Finished Americanah. I feel so many emotions swirling inside me that I don’t rightly know how to put in words. I wish I had Adichie’s words…she would have no trouble finding the right ones. Indeed no, she would find a way to solidify the amorphous until it was recognizable and beautiful in the way only the right words can be.
Being women is the only thing we have in common other than of course our shared love for our respective 3rd world cities, and it is enough! How comforting that thought in this crazy labelled world be now inhabit. I’m an Indian, born and brought up in India and the 4 years I lived in Singapore is my only brush with day-to-day life in the First World as we like to call it. It has it’s advantages but it ain’t all peaches & cream; and Adichie understands. She gets the nuances in voice-tone and body language that serve to silently alienate & subjugate; she gets the yearning for home despite the enjoyment of a great life in an adopted country; she gets the burden of the need to appear constantly grateful in the presence of self-proclaimed natives (lets just be honest about the fact that the White Man is NOT native to America. He slaughtered the natives and made it his); and she gets also, the guilt that can arise from feeling that burden, or worse from not feeling it.
For me this book was as authentic an experience as I expected from a story about immigrants. That is what it is at it’s heart. The story of Ifemelu & Obinze – as they grow up in Nigeria under various regimes, migrate to the US and the UK and come back home again in a full circle narrative. Along the way we are treated to each of their life experiences in those countries – bad, good and messy in equal measure. Adichie’s insights into migrant thought and feeling are phenomenal and she manages to be perceptive and funny without being preachy or condescending. There is no right and wrong here – just your truth and my truth and the occasional common ground where the two might meet and mingle.

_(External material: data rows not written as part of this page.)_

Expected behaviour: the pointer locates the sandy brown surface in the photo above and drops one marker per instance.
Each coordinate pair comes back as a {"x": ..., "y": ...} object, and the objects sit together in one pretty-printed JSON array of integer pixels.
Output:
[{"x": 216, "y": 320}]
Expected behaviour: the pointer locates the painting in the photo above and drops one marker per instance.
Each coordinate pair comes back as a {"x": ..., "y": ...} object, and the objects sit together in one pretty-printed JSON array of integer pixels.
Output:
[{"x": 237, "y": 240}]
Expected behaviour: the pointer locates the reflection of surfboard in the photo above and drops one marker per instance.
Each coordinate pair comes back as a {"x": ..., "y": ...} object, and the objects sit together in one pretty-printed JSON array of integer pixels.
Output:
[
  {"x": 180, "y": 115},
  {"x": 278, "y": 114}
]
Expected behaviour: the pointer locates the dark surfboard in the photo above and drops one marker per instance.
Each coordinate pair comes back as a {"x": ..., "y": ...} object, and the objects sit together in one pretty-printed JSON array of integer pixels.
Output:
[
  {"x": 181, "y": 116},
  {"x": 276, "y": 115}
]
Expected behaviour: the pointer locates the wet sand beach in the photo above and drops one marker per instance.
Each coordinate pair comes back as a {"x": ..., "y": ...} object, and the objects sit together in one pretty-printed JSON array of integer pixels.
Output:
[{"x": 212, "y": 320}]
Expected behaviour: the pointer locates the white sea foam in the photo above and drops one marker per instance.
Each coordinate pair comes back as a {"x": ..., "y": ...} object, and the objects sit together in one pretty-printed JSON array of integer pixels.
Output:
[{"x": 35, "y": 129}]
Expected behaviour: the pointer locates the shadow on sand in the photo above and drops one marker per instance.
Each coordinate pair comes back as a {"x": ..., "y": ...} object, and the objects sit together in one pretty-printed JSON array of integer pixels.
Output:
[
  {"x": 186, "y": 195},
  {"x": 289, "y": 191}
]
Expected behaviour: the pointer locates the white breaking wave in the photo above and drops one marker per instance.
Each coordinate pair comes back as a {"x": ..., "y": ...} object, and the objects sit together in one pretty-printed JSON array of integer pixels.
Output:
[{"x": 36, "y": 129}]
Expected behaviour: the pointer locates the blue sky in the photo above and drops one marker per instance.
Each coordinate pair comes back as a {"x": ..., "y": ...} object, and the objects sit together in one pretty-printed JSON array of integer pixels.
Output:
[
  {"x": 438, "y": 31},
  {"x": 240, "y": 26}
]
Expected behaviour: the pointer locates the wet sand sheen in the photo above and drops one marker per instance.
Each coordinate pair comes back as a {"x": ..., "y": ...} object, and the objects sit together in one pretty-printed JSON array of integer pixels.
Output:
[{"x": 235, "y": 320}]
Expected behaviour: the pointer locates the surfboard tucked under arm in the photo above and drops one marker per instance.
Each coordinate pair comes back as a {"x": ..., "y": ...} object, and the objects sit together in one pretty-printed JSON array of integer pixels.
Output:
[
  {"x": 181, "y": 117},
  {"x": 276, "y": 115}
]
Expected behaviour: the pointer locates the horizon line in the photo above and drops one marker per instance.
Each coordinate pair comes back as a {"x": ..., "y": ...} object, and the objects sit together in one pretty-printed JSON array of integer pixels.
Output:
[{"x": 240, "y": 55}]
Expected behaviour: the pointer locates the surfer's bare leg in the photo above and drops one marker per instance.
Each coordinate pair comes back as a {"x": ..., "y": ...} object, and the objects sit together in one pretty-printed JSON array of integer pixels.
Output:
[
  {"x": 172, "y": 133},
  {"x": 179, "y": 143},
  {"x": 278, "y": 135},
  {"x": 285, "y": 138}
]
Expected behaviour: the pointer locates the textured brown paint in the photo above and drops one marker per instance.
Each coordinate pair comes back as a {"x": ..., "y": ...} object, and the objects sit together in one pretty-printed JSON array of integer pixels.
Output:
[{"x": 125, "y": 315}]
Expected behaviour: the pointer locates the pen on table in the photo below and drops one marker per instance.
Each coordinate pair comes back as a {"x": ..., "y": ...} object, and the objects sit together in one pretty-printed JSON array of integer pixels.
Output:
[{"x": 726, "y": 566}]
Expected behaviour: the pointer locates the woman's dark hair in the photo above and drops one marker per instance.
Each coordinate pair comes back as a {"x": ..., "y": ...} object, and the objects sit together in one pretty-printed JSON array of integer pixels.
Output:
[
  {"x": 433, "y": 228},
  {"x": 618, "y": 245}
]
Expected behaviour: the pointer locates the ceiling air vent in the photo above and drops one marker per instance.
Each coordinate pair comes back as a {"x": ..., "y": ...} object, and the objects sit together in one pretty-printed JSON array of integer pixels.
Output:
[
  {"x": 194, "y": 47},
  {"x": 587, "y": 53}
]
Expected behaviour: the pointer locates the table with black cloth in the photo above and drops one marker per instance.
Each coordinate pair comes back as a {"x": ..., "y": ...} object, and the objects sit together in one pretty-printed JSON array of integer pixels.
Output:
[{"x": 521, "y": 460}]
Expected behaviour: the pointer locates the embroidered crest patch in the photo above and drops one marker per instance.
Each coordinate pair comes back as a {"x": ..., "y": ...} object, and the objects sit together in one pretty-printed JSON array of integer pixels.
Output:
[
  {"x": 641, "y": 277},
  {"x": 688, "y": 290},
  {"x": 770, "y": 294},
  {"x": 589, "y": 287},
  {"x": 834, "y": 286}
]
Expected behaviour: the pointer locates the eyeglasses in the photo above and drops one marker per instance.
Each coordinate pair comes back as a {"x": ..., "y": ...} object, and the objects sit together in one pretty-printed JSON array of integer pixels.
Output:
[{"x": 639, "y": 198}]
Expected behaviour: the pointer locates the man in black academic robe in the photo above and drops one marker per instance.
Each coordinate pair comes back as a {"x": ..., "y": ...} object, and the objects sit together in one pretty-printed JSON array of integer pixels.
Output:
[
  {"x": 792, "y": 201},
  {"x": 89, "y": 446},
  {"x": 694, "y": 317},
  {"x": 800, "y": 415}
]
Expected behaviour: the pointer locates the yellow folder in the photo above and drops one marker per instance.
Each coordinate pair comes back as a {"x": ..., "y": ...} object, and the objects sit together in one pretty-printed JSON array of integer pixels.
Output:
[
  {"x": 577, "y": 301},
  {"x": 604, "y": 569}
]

Adichie also tackles the race issue – head on and without apology. For obvious reasons, I have not encountered the racial prejudice – subtle and overt – as Ifemelu & Obinze do in their very diverse immigrant experiences – but I understood their pain and confusion. Their joys and their angst felt as real and gut-wrenching to me as it must have to them. Their choices both good and disastrous – became mine, as did their dreams and hopes. You see how they’ve become real people to me? If that isn’t the sign of a great book then I’m sure I don’t know what is!

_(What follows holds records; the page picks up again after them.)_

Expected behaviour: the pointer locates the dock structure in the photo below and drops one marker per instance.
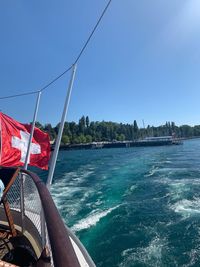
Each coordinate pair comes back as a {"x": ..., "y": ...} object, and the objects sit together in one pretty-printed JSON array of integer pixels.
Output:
[{"x": 148, "y": 141}]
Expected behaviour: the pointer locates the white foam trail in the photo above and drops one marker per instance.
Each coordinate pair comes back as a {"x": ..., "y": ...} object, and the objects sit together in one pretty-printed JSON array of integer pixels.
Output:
[
  {"x": 150, "y": 255},
  {"x": 187, "y": 207},
  {"x": 152, "y": 172},
  {"x": 92, "y": 219}
]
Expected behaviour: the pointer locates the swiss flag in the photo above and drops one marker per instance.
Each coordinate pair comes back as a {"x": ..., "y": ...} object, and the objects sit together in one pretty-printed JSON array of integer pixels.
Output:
[{"x": 14, "y": 144}]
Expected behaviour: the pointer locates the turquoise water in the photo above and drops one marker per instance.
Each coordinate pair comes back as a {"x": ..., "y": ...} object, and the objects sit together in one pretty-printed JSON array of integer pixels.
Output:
[{"x": 133, "y": 206}]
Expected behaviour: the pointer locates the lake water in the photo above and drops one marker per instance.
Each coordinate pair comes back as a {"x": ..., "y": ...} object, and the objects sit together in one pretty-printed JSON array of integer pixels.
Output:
[{"x": 133, "y": 206}]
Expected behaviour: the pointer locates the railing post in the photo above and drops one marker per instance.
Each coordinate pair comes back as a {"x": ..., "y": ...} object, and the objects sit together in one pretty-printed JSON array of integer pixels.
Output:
[
  {"x": 43, "y": 227},
  {"x": 21, "y": 176}
]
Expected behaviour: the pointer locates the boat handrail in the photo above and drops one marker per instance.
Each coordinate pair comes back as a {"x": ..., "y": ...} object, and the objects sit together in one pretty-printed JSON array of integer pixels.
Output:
[{"x": 61, "y": 246}]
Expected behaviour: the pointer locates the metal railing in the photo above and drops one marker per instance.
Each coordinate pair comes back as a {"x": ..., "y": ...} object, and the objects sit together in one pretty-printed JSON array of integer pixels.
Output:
[{"x": 29, "y": 197}]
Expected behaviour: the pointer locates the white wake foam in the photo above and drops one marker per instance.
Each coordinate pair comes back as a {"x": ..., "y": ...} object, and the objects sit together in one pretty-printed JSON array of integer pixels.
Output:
[
  {"x": 187, "y": 208},
  {"x": 93, "y": 218},
  {"x": 150, "y": 255}
]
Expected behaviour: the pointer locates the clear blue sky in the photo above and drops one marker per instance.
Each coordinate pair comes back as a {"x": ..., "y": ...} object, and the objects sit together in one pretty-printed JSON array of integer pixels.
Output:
[{"x": 143, "y": 62}]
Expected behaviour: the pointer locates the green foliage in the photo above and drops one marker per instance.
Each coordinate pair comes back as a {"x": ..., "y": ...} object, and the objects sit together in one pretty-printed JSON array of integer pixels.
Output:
[{"x": 95, "y": 131}]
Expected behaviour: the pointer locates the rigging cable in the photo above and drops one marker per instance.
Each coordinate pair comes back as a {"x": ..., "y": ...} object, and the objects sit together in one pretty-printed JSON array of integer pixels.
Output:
[
  {"x": 76, "y": 59},
  {"x": 23, "y": 94}
]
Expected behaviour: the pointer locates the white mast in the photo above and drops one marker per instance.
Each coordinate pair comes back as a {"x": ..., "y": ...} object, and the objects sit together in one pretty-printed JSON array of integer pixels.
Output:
[
  {"x": 32, "y": 131},
  {"x": 58, "y": 139}
]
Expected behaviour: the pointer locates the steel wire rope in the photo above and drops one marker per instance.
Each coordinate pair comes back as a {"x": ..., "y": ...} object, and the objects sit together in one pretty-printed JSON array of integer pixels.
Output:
[{"x": 76, "y": 59}]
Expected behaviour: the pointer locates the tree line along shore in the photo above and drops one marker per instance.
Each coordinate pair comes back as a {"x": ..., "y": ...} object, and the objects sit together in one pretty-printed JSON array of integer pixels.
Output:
[{"x": 86, "y": 131}]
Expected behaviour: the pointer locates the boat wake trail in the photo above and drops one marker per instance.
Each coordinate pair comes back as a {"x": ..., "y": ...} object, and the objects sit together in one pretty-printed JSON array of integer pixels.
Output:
[{"x": 93, "y": 218}]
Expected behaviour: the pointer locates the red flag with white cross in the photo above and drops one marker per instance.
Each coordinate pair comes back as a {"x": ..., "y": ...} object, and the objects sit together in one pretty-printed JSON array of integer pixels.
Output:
[{"x": 14, "y": 144}]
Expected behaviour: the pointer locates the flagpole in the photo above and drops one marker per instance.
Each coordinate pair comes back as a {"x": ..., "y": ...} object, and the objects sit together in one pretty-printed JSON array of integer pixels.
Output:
[
  {"x": 32, "y": 131},
  {"x": 58, "y": 139}
]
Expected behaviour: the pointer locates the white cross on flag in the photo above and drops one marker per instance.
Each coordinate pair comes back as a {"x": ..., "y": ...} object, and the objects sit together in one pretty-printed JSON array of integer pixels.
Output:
[{"x": 14, "y": 144}]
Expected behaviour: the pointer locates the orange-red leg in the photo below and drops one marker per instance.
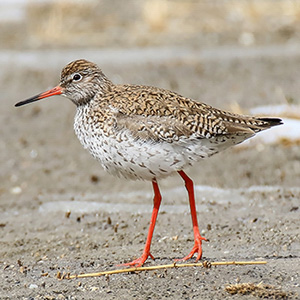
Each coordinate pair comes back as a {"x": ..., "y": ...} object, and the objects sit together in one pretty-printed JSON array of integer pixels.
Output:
[
  {"x": 198, "y": 238},
  {"x": 146, "y": 253}
]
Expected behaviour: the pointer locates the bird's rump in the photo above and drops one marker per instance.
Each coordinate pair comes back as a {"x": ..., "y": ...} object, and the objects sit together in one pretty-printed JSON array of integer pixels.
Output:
[{"x": 157, "y": 115}]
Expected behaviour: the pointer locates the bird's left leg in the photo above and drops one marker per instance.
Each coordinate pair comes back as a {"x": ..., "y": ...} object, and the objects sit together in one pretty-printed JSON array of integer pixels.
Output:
[
  {"x": 146, "y": 253},
  {"x": 198, "y": 238}
]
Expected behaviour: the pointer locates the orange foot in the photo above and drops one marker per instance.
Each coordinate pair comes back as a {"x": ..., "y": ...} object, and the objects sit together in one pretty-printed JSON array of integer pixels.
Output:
[
  {"x": 139, "y": 261},
  {"x": 197, "y": 248}
]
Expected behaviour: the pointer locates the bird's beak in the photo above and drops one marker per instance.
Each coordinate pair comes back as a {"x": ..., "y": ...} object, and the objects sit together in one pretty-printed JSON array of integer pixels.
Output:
[{"x": 55, "y": 91}]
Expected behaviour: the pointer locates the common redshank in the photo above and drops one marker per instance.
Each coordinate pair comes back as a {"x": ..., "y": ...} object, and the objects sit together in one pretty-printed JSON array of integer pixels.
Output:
[{"x": 145, "y": 132}]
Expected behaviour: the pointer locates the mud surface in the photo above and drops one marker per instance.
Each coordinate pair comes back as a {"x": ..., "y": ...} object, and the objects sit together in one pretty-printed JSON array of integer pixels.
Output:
[{"x": 60, "y": 212}]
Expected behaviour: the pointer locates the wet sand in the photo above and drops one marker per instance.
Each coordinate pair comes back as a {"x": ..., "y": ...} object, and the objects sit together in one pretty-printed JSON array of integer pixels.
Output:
[{"x": 247, "y": 199}]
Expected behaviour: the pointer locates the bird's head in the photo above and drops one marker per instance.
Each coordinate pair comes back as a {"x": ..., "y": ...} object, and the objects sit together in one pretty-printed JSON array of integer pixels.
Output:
[{"x": 80, "y": 81}]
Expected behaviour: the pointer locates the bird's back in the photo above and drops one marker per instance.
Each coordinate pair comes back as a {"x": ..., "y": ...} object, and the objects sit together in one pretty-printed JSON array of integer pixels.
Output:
[{"x": 144, "y": 132}]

It’s hard for me to find faults in this narrative. It flows seamlessly from one country to another and back. It reads like Life itself, as Adiche establishes a rhythm to Ifemelu’s life and later to Obinze’s. I love that Ifemelu writes a Blog. I love that she feels insecure about it. I love that she is persistent and irreverent and brave and silly. I love that she makes decisions that turn her life on it’s head for reasons she cannot fathom herself. I love that she forgives herself for not having said reasons! How often that has been true for me! And Obinze – if I had a man like him, I would go ahead & screw it up just as Ifem does no doubt 😉 It is such a comfort and joy to read such a good masculine character – not one that is too good to be true – by no means that. But one who is inherently good and willing to deal with the mess he’s created with a semblance of dignity. He is his mother’s son in the end, even if it does take him a while to get there 🙂
I also liked that the Lagos ethos was instantly identifiable as were Ifem’s immediate reactions upon her return. Her distrust of her memories of an older time, a bygone Lagos, because there seemed nothing left of them in the new gaudy city, were familiar. Akin to what I felt when I first returned from just four years away to my beloved Bombay and found it so changed. ‘Was that building really so old?’ ‘Were people always this rude?’ ‘Was life always such a hustle?’ And then of course her wondering whether she feels the way she does because the city has changed more than she has or vice versa or perhaps a little bit of both…that was all too familiar too. Lagos & Bombay felt like twin cities, being as they are economic hubs for their countries; drawing people from all over, hustlers all – each in their own way, trying to get a piece of the Good Life; their vibrant vibes concealing a seedy underbelly.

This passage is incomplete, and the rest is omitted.